Voilà qui invite à relire les contributions de l'Album zutique sous un jour bien précis, celui de querelles parisiennes entre les parnassiens et leurs ennemis, comme entre les parnassiens froidement anticommunards et ceux qui avaient au moins quelques sympathies pour le mouvement. On comprend dès lors que "Vu à Rome" n'a pas pour vocation de rester comme une parodie très aléatoire de Léon Dierx. On voit bien aussi que les explications livrées par Claisse et d'autres du monostiche "L'Humanité chaussait le vaste enfant Progrès" sont en-dessous des implications parodiques réelles de l'ensemble collectif que forme le Cercle du Zutisme. Claisse n'a pas voulu comprendre que le nom Ricard avait du sens dans le monde parnassien, comme Reboul minimise de manière absurde la réalité de la signature "Léon Dierx" au bas de "Vu à Rome". Le régime parodique des pages zutiques n'est pas compris par les rimbaldiens qui se contentent de lire chaque poème séparément et de dégager les perspectives de sens les plus concrètes qui ressortent de la lecture des vers. Non, il faut penser à un phénomène culturel d'époque en lisant les poèmes de ce collectif.

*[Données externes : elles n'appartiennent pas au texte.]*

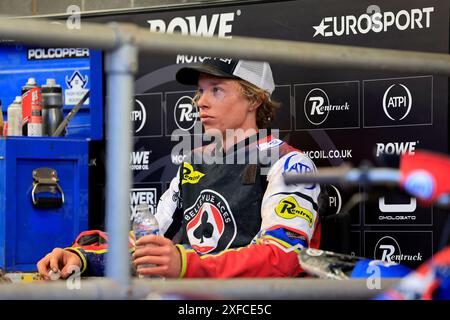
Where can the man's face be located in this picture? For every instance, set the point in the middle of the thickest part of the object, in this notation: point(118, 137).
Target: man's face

Lisez l'extrait de la lettre de Verlaine à Ricard citée par Pakenham en son début d'article. Verlaine demande si la création de la revue L'Art se concrétise, promet des abonnements, dit que son article précisément contre Barbey d'Aurevilly "avance". Verlaine ironise sur les bois "sourds" et les prés "verts" (il met des guillemets aux adjectifs "sourds" et "verts") : cela fait songer au commentaire sur le caractère poétique de l'expression en principe redondante "eau bleue" dans les Pensées de Joseph Delorme, le personnage fictif de Sainte-Beuve, et cette ironie, qui en vérité pourrait frapper la musique creuse des vers ricardiens, suppose aussi la nudité quelque peu inintéressante des bois et prés qu'arpente Verlaine. Par souci d'équité, Verlaine se partage entre vins de Bourgogne et bières du Nord, il n'y manque que le pastis, mais peut-être pas vu son correspondant. Verlaine tape, et largement à tort, sur le prétendu creux poétique lamartinien, il se ravisera sur le tard à ce sujet. C'est même assez bizarre que Verlaine formule ainsi son dédain d'un creux lamartinien en écrivant à un poète tel que Ricard. En tout cas, Verlaine avance plusieurs titres d'oeuvres qu'il lit pour renforcer sa vocation propre : "Hypatie", "Le Poème de la femme", "Le Réveil d'Hélias", "Apollonie", et il ajoute qu'il est à la moitié du Ramayana, mais il faut avouer que ça ressemble à une énorme blague hypocrite.
Pour sa part, Ricard a lui aussi répliqué face à Daudet avec "Le Poète myosotis" paru dans La Gazette rimée en février 1867, d'après ce que dit Pakenham, parce que j'ai l'impression que les dates sont mal accordées, le Parnassiculet contemporain étant un peu plus tardif (1869). Pakenham rappelle encore que le républicain Ricard a lancé le journal Le Patriote français le 7 juillet 1870, peu de jours avant le début de la guerre franco-prussienne. Dans le dernier numéro paru, la publication à venir de La Bonne chanson de Verlaine était mentionnée.
A noter que les liens internet pour Le Patriote français et Les Coulisses parisiennes sont incorrects sur le site Etudes Héraultaises.
Je téléchargerai la suite de l'article demain.
Puis on fera la grande étude avec tous les relevés nécessaires des vers de Ricard.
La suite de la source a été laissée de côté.